Durante a Copa de 1970, Pelé deu uma demonstração inequívoca e poderosa de sua técnica “estado da arte” em todos os seis jogos, especialmente diante dos adversários ex-campeões mundiais (Uruguai, Inglaterra e Itália). Parecia querer dizer: “Aqui quem manda é o futebol brasileiro!”

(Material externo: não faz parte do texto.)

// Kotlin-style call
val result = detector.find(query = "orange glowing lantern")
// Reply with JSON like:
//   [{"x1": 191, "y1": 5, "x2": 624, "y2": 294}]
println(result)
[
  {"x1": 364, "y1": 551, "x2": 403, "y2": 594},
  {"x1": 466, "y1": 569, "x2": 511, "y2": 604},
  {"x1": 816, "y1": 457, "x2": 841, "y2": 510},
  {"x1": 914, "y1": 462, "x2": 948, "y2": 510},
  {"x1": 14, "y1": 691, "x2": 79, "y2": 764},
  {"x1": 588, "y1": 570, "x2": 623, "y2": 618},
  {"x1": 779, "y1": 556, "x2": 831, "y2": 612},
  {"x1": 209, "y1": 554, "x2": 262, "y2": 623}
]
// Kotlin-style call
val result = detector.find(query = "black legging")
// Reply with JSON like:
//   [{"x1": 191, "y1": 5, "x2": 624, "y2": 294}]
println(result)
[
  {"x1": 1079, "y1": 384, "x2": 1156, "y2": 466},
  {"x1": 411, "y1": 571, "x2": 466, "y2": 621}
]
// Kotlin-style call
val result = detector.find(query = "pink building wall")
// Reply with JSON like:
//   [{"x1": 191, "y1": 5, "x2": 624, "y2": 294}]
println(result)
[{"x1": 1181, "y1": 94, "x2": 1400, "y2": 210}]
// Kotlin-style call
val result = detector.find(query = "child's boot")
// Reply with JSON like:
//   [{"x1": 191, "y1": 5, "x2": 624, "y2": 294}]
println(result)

Aos 29 anos, estava no auge de sua forma física e, especialmente contra as rústicas defesas de Uruguai e Itália, fez valer também seu impressionante condicionamento corporal. No Livro de Ouro das Copas, Lycio Velloso Ribas destaca o repertório de Pelé naquele Mundial memorável:

“Pelé é uma combinação única de técnica, força, velocidade, visão de jogo, além de chutar com as duas pernas e de ser um exímio cabeceador. Mostrou essa última característica na final contra a Itália. Aos 18 minutos do 1º tempo, Rivelino mandou um balão em direção à segunda trave. Pelé de 1,72 m de altura, subiu um palmo a mais que seu marcador Burgnich (1,75 m) e de olhos bem abertos testou forte para o chão.”. Ocioso dizer que o goleiro Albertosi nada pôde fazer.

Naquela final inesquecível contra a Itália, Pelé fechou o jogo de forma brilhante. O placar anotava 3×1 para o Brasil. Faltavam cinco minutos para terminar o confronto, mas uma jogada coletiva de outra galáxia marcaria a história do futebol para sempre. Em velocidade, a bola passou de pé em pé por Gerson, Clodoaldo, Rivelino, Jairzinho, para finalmente chegar a Pelé, livre pelo meio. O Rei dominou a bola, percebeu pelo canto dos olhos a chegada fulminante de Carlos Alberto Torres e deu-lhe um passe magistral para decretar Brasil 4×1 Itália.

Para a seleção brasileira, a Copa do México foi o fecho com chave de ouro de uma época. Afinal, acumular três títulos mundiais em quatro Copas disputadas não é para qualquer um.

E para Edson Arantes do Nascimento, foi a sua consagração definitiva como o Rei do Futebol Pelé, primeiro e único.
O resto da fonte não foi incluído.